Mızıka-ı hümayun figürlü Osmanlı enfiye kutusu
Enfiye ve Enfiyye Keş
Enfiye, toz haline getirilmiş tütünün burun deliklerine çekilerek içilen bir tütün içime çeşididir. Enfiye kelimesinin “burunla ilgili manasına gelen enfî kelimesinden hareketle uydurulmuş bir galat-ı meşhur” olduğu söylenceler arasındadır. Kelimenin doğru yazımı enfiyye şeklindedir.
Tütün tozu terbiye edilerek buruna çekilerek içilir. Enfiyeye burun otu da denmiş, yüzlerce yıldır keyif veren bir madde olarak kullanılmıştır.
Tütün ve tütünden yapılan sığara ve enfiye kullanma alışkanlıkları Avrupa’da ve Türkiye de yaklaşık olarak üç yüz sene geriye kadar gider.
Enfiye yapımı temel olarak tütünü toz haline getirmek işleminden ibarettir. Bu yüzden enfiye yapımı tütünü toz haline getirmek için tütün törpüleme işleminden ibaret iken sonraki zamanlara doğru fabrikasyon yöntemlere de başvurulmuş “ önce İspanya ve Portekiz’de sonra sırası ile Fransa, Almanya, Hollanda, İskoçya ve İngiltere‘de gelişmeye başlamıştır. “ [1]Enfiye keseleri ve enfiye kutusu yapma işinin bir zanaat dalı haline geldiği çeşitli müzelerdeki gösterişli enfiye kutularından anlaşılmaktadır. Porselen, altın ve gümüşten yapılan pek çok enfiye kutusu örneği eski devrilerde enfiye içmek işinin ne denli önemli olduğunu ifade eder. Avrupa’da Enfiye kullanmak yüksek tabakanın tütün içmek ise aşağı tabakanın işi olarak görülmüş, Avrupa sosyetesinin kullanımına özel çok pahalı enfiye kutuları yapılmıştır. Enfiye içenlerin sosyal statülerini ortaya koyacak şekilde yapılan bu kutuların bazılarının çok pahalı olduğu ancak çok zengin olanların böylesi enfiye kutularını satın alıp kullanabileceklerini göstermektedir.

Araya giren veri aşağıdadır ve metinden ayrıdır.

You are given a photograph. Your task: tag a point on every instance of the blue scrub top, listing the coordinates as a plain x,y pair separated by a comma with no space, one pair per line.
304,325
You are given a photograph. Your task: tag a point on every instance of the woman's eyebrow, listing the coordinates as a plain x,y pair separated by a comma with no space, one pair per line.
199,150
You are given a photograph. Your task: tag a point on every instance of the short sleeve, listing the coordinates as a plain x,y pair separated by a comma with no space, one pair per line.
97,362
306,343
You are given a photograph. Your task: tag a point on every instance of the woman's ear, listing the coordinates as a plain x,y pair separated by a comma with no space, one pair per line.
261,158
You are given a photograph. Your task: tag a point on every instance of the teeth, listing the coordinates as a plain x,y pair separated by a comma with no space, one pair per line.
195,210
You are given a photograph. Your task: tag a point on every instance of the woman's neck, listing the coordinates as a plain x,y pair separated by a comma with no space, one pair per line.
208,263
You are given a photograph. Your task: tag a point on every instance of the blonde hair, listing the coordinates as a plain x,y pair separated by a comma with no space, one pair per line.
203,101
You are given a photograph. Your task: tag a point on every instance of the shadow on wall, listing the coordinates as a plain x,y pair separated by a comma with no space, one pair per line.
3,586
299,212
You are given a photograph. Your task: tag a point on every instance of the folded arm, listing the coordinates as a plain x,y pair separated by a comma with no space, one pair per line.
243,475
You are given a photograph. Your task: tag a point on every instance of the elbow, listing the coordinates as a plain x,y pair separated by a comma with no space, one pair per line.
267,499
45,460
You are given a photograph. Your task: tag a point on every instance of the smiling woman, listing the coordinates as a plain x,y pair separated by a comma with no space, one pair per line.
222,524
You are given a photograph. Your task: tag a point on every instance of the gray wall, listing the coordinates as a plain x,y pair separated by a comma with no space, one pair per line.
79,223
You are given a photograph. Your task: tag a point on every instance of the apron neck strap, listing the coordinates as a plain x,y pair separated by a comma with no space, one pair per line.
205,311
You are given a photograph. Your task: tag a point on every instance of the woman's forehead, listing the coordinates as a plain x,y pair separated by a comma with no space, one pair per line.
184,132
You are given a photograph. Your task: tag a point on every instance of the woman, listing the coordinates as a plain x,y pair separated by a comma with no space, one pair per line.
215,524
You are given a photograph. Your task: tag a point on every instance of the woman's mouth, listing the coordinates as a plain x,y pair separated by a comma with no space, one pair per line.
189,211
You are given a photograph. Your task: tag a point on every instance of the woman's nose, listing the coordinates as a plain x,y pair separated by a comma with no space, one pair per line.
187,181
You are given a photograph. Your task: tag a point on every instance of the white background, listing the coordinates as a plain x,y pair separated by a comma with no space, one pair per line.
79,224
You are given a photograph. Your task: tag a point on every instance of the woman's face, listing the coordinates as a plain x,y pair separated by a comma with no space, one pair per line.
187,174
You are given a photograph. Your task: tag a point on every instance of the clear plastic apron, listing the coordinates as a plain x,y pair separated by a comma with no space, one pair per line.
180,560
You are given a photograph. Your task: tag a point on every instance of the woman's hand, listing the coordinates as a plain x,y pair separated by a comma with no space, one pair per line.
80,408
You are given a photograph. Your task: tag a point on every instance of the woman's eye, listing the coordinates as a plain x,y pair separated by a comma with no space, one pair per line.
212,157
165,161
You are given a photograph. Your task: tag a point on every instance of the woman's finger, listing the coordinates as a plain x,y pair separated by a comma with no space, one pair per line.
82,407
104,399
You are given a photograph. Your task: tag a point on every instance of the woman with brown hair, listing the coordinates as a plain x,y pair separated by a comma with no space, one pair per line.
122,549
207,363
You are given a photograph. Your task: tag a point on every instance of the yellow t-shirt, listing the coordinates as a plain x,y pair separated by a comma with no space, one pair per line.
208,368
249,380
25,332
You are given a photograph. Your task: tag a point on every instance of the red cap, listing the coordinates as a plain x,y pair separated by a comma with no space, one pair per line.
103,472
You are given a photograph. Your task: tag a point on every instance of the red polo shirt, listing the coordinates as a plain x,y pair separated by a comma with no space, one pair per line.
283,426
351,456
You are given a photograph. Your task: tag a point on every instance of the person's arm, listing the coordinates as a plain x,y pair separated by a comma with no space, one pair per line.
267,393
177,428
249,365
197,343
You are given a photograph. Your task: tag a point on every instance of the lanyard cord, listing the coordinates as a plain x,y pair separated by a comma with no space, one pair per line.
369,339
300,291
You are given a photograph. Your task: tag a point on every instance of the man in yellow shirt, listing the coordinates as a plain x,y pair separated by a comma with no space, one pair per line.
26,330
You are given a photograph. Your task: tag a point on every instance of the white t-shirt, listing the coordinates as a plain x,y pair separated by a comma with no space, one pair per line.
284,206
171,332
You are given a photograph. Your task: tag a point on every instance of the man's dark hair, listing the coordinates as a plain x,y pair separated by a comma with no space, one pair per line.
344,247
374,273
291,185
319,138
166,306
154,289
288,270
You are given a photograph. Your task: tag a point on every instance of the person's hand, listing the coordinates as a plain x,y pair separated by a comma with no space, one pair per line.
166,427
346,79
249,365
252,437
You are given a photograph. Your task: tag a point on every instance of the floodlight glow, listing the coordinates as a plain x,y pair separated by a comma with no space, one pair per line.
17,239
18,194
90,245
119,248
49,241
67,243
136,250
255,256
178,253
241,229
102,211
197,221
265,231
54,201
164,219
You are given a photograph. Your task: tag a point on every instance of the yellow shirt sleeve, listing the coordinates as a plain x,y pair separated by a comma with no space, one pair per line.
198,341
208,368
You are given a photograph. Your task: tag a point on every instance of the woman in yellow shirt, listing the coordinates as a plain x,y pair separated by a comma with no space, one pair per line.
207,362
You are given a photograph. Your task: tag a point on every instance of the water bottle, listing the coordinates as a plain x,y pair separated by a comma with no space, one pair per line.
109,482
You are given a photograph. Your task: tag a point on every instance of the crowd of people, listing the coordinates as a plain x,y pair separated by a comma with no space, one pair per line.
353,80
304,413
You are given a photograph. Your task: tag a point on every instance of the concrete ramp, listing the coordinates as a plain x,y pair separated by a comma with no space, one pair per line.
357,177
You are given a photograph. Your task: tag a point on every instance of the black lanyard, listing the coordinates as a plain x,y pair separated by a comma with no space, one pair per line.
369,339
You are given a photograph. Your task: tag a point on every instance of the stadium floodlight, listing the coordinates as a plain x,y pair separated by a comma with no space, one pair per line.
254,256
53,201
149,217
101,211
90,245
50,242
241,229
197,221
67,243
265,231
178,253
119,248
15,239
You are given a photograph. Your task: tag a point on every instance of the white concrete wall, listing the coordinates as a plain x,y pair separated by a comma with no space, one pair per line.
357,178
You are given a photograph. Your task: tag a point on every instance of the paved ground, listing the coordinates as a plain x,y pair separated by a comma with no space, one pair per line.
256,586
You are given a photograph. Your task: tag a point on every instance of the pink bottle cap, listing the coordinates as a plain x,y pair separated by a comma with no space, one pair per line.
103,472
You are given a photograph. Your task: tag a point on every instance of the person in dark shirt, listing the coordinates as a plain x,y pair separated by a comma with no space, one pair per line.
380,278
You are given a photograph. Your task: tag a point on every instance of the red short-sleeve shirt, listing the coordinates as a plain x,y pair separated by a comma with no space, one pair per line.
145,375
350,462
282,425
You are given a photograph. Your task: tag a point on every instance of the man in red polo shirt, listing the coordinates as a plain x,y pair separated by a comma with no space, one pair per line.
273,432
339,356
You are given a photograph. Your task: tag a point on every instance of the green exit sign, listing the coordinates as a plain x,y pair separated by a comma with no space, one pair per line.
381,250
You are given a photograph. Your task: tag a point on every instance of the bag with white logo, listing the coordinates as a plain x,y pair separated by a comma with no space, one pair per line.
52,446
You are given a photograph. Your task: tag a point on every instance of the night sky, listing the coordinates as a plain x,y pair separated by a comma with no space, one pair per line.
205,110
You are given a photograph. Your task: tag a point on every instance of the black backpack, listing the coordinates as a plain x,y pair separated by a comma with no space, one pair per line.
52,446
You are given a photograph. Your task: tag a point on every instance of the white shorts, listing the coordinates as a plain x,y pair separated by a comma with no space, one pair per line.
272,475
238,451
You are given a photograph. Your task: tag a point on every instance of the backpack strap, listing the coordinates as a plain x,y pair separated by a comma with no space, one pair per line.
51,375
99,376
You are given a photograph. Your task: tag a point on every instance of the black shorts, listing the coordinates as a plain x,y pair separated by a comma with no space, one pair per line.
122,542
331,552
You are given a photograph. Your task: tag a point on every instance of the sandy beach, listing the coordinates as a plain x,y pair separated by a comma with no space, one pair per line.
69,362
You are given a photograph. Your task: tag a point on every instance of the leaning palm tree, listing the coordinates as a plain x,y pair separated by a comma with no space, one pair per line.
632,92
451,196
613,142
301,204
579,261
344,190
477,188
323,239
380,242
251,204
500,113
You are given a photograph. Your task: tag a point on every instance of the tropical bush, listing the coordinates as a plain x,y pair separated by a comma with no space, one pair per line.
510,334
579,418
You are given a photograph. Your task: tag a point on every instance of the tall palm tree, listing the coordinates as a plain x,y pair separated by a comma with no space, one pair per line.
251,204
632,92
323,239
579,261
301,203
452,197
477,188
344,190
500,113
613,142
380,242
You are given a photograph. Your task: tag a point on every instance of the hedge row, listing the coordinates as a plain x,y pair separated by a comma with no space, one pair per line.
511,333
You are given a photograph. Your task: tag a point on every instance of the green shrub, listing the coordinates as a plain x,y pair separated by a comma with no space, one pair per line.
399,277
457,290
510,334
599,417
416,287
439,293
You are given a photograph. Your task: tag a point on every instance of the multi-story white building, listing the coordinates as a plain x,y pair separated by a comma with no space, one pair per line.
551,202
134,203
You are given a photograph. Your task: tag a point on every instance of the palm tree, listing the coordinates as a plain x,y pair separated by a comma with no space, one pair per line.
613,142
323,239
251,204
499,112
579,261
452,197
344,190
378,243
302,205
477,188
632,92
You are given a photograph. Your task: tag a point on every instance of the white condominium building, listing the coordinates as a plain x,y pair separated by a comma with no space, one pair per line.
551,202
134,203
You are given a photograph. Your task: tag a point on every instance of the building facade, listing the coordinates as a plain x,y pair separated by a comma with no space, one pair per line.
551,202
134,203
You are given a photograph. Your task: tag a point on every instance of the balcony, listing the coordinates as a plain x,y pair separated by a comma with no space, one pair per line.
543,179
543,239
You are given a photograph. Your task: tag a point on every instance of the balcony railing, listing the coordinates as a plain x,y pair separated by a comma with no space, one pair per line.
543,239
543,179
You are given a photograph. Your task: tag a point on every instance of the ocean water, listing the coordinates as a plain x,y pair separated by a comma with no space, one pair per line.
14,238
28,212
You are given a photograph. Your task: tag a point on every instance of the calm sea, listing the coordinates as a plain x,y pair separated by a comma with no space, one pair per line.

Tütünün dumansız şekli olan enfiye kullanımı, IV. Murat zamanında tütünün yasaklanması ile artış göstermiş, devrin kaynaklarından anlaşıldığına göre 1750 yılında İstanbul’da, enfiye satma ruhsatına sahip 60 kadar dükkân olduğu sayılmıştır.[2]
Enfiyelerin kokulandırılmasının da özel bir önemi olduğu anlaşılır. “Enfiye kokulandırmada başlıca ağır esans niteliğinde olan çoğunlukla da çiçek esansları kullanılır. Örneğin; kimyon, karanfil, bergamot, tonga been ve gül suyu maddeleri gibi. . Bugün Tekelin ürettiği enfiyenin terkibinde Hasankeyf ve diğer tütün tozları yanı sıra tuz, karbonat, amonyak, tarçın, bergamot, viyolet, kimyon ve karanfil bulunur.”[3]
A.Talat Onay’ın verdiği bilgilere göre “ Eski devirlerde ilmiye sınıfı mensuplarınca enfiye kullanmak âlimlik şiarından sayılmıştır. “[4]
Enfiye kelimesi 17. yy dan itibaren şiirimizde karşımıza çıkmaya başlayan mevzulardandır.
Hoça bir keyf idi enfiyya habis
Etmese ruh u burunu telvis Sünbülzade Vehbi
Öğme şarabı zemm edip afyonu sakiya
Açtırma ehli keyfe kutunun kapağını FENNÎ
Bu beyitte geçen kutudaki içecek afyon veya enfiye olmalıdır.
Zükkar-ı gam –ı yar ile enfiyye keş olduk
Bir enfiyye çek aksırıver genzin açılsın
Halkın yüzüne burnun envarı saçılsın. La edri ( Muhsin Bey – Ahmet Rasim’in arkadaşı )
KAYNAKÇA
[1] https://tr.wikipedia.org/wiki/Enfiye
[2] https://www.tutuneksper.org.tr/kaynaklar/ders-notlari/harmancilik/138-enfiye-harmani-ve-uretimi
[3] https://www.tutuneksper.org.tr/kaynaklar/ders-notlari/harmancilik/138-enfiye-harmani-ve-uretimi
[4] A. Talat Onay “ Eski Edebiyatımızda Mazmunlar, MEB Yayınları, 1996- shf.